In any case, doing file I/O is an ideal operation candidate for moving it in a separate thread and the path that @lithium.snepo described should be the way to go but consider using the built-in FileWatcher instead which does exactly that for you :slight_smile:


#17

Thanks @lithium.snepo @petros and @gabor_papp! I understand what dispatchAsync can be useful for now. Not quite sure what’s going wrong for me as I’m not doing anything off the main thread afaik, but will definitely look into FileWatcher. I was aware of Watchdog by @Simon but didn’t realize there was a built-in solution now.


#18

Could you share how you check for the shader changes? Or maybe if you can reproduce the crash in a minimal example and share it we can help you more find the the cause of the crash.


#19

Thanks for your offer @gabor_papp! To check for shader changes I’m following the strategy described by @paul.houx in this post: https://forum.libcinder.org/topic/glsl-live-coding-in-cinder-0-9 Basically leveraging ci::fs::last_write_time(path) and using a File struct as described in the post.

The code is public so I can just link to it, the updateShaders function is where I check for shader chanfges.
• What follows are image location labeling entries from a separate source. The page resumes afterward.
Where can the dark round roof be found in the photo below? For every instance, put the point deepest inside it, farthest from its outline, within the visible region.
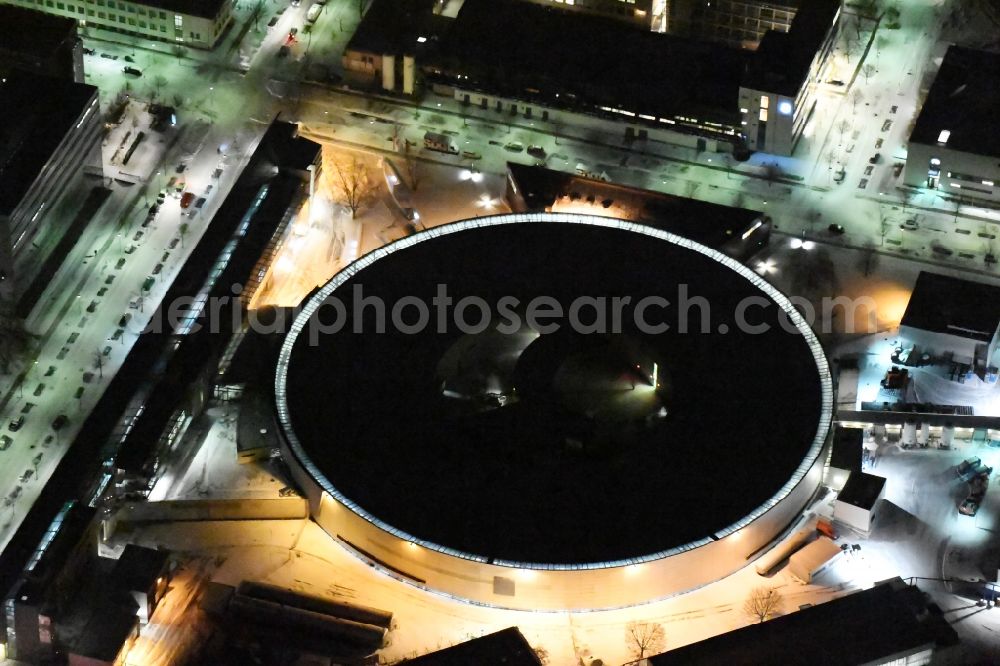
(553, 449)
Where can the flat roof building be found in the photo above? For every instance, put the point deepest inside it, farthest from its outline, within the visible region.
(198, 23)
(40, 43)
(887, 624)
(951, 316)
(592, 75)
(857, 502)
(51, 170)
(739, 23)
(954, 147)
(737, 232)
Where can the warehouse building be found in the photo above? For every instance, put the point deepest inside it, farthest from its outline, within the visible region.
(892, 623)
(198, 23)
(953, 148)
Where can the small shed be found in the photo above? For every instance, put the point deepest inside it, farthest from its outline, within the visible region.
(857, 502)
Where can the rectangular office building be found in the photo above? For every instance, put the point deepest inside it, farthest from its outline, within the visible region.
(198, 23)
(954, 148)
(50, 163)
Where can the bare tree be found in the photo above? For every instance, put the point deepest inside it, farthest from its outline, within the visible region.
(256, 9)
(762, 603)
(772, 172)
(351, 183)
(843, 127)
(412, 166)
(158, 82)
(15, 340)
(856, 97)
(644, 639)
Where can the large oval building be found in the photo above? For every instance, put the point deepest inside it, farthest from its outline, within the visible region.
(547, 411)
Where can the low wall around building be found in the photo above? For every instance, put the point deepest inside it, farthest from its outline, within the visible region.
(535, 588)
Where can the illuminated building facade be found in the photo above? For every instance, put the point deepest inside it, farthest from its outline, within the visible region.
(952, 149)
(195, 23)
(637, 12)
(738, 23)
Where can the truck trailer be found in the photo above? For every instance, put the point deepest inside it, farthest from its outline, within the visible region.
(814, 559)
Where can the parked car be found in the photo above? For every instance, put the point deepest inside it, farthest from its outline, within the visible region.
(969, 507)
(967, 465)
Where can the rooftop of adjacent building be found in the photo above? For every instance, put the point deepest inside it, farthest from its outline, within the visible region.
(508, 647)
(138, 567)
(33, 33)
(395, 26)
(890, 618)
(846, 451)
(521, 49)
(782, 60)
(202, 8)
(705, 222)
(963, 102)
(36, 114)
(862, 490)
(950, 305)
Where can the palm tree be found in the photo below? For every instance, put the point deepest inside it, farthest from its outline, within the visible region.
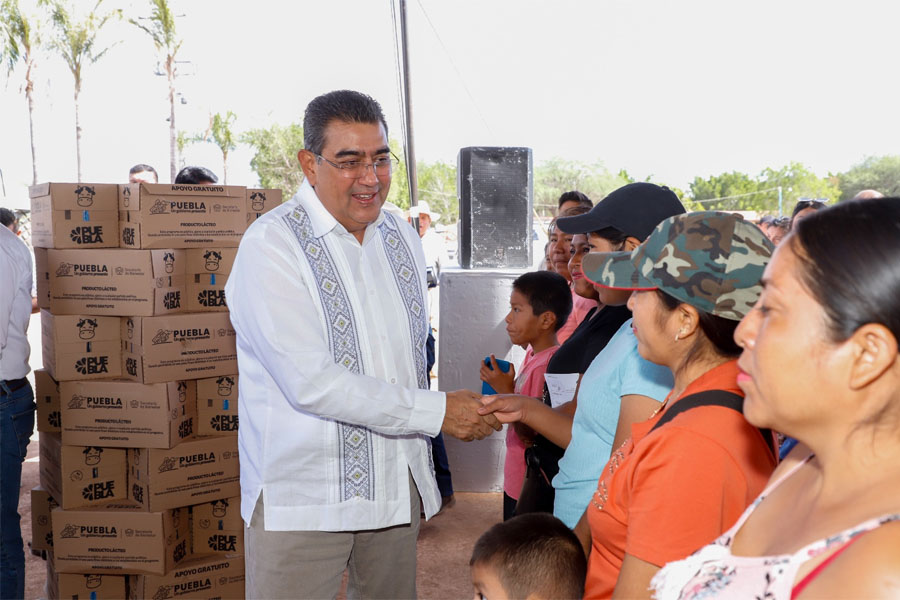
(219, 132)
(162, 31)
(18, 41)
(76, 42)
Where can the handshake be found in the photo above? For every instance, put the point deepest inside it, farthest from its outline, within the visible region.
(462, 419)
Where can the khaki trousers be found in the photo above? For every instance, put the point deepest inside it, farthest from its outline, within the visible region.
(311, 564)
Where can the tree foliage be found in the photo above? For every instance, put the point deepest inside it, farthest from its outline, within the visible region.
(275, 159)
(221, 133)
(161, 29)
(739, 191)
(76, 41)
(437, 186)
(19, 40)
(881, 173)
(556, 175)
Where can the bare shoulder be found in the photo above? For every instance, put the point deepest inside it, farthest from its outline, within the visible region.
(870, 568)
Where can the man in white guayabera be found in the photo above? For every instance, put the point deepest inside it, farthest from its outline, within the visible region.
(328, 298)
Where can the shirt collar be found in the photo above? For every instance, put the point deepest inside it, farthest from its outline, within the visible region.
(323, 221)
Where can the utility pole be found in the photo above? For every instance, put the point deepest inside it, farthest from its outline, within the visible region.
(409, 146)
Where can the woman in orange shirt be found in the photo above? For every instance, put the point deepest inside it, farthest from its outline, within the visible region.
(687, 473)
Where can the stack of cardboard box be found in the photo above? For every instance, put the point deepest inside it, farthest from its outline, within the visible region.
(137, 401)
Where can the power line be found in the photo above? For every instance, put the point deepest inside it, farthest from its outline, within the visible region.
(736, 196)
(458, 73)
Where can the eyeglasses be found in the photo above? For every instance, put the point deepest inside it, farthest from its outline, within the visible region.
(354, 169)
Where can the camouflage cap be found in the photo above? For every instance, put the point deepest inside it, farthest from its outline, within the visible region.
(711, 260)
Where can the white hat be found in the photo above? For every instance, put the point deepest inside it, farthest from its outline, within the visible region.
(424, 209)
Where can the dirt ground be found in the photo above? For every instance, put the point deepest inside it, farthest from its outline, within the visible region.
(445, 542)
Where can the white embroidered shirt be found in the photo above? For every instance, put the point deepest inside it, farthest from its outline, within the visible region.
(331, 356)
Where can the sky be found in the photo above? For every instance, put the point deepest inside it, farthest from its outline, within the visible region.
(669, 90)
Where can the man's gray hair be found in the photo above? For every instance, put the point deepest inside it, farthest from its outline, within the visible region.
(341, 105)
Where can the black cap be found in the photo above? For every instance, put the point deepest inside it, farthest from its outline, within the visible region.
(634, 209)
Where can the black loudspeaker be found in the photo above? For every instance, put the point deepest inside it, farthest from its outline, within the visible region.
(495, 200)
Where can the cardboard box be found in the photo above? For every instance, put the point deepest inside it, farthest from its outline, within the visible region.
(120, 539)
(126, 414)
(173, 347)
(78, 476)
(156, 215)
(92, 586)
(260, 201)
(81, 347)
(207, 272)
(46, 396)
(74, 215)
(112, 282)
(42, 277)
(192, 472)
(217, 526)
(217, 399)
(42, 504)
(201, 577)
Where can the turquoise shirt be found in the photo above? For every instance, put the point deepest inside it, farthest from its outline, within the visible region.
(617, 371)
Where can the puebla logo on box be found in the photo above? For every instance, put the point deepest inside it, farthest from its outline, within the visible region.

It is called from the main App update method: https://github.com/couleurs/nightsea-live/blob/485487e2ee390b7e6ba7e4a8991ce2a63e1b2661/src/CouleursApp.cpp#L444

Then, if a shader change is detected, the GlslProg is recreated, as well as some FBOs and Textures (I’m using this multipass shader syntax where a shader change can potentially mean that new FBOs and Textures are needed, which is why it’s not enough to just recreate the GlslProg). I’m assuming that all these operations are synchronous so since all this chain of events is kicked off from the update method which runs on the main thread, I’m expecting that everything will always be ready to go by the next time draw is called. But it does seem there is a race condition somewhere that I’m missing and that is causing this intermittent GL_INVALID_OPERATION. Let me know if you see something suspicious by looking at the code. If it’s too messy to look at I’ll go ahead and create a more minimal example.
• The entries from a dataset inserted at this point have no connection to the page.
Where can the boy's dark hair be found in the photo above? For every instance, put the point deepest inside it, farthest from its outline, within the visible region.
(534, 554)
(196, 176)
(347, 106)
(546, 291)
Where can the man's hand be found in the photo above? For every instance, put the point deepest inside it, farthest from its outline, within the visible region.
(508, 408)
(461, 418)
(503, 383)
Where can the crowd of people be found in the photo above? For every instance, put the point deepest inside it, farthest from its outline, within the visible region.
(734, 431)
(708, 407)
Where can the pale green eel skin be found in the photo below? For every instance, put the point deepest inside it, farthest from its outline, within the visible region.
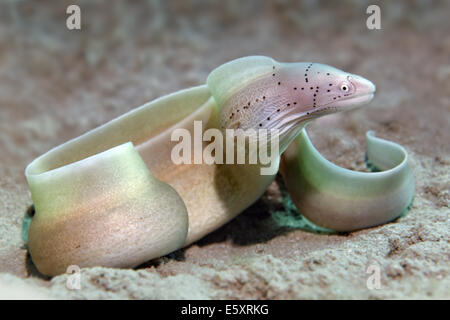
(114, 198)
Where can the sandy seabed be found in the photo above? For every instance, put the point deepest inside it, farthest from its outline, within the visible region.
(56, 84)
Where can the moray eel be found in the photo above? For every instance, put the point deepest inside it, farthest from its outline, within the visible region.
(114, 197)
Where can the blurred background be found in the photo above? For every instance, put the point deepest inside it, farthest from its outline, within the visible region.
(56, 84)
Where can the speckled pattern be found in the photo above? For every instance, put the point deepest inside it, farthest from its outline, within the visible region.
(56, 84)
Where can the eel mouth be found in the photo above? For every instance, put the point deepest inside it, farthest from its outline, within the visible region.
(354, 100)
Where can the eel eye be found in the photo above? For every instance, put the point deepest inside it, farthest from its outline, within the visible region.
(344, 88)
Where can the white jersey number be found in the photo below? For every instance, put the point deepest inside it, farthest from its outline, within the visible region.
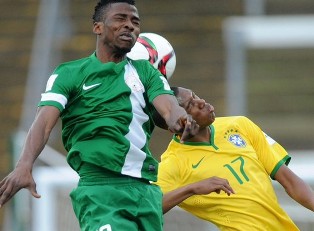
(105, 228)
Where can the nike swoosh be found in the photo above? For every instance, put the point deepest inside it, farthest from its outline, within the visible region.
(90, 86)
(198, 163)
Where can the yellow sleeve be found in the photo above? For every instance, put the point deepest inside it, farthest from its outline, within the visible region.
(168, 172)
(271, 154)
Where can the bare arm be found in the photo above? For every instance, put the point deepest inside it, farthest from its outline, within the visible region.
(209, 185)
(36, 139)
(296, 188)
(177, 119)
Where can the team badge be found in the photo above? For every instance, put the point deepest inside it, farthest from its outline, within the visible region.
(235, 139)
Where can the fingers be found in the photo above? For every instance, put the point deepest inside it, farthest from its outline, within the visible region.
(5, 194)
(33, 191)
(225, 186)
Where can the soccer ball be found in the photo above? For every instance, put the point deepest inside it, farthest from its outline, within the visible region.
(157, 50)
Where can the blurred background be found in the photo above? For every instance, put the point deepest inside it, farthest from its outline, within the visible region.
(248, 57)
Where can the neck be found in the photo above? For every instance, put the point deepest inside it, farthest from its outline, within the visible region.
(203, 135)
(107, 54)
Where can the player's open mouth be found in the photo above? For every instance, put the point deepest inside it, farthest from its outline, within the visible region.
(126, 37)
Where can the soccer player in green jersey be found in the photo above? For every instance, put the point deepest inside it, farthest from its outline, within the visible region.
(236, 149)
(106, 102)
In the meantime I’ll go ahead and try using FileWatcher instead of my custom code. Always happy to use the awesome Cinder code instead of my own whenever possible :slight_smile:


#20

Does it help if you call updateShaders from drawScene instead of update?


#21

Hey folks, sorry for the delay I took a little break with the new year celebrations :slight_smile: A couple updates:

  • @gabor_papp I can still repro the issue when updateShaders is called from drawScene

  • It seems using FileWatcher instead of my custom code fixes the issue. There must be some threading code in there that gets rid of the race condition. This is a double win because it also means less custom code and more Cinder code yay! Thanks for suggesting that @petros

Thanks for your help everyone! If anyone has an insight on why my original approach was causing this intermittent issue don’t hesitate.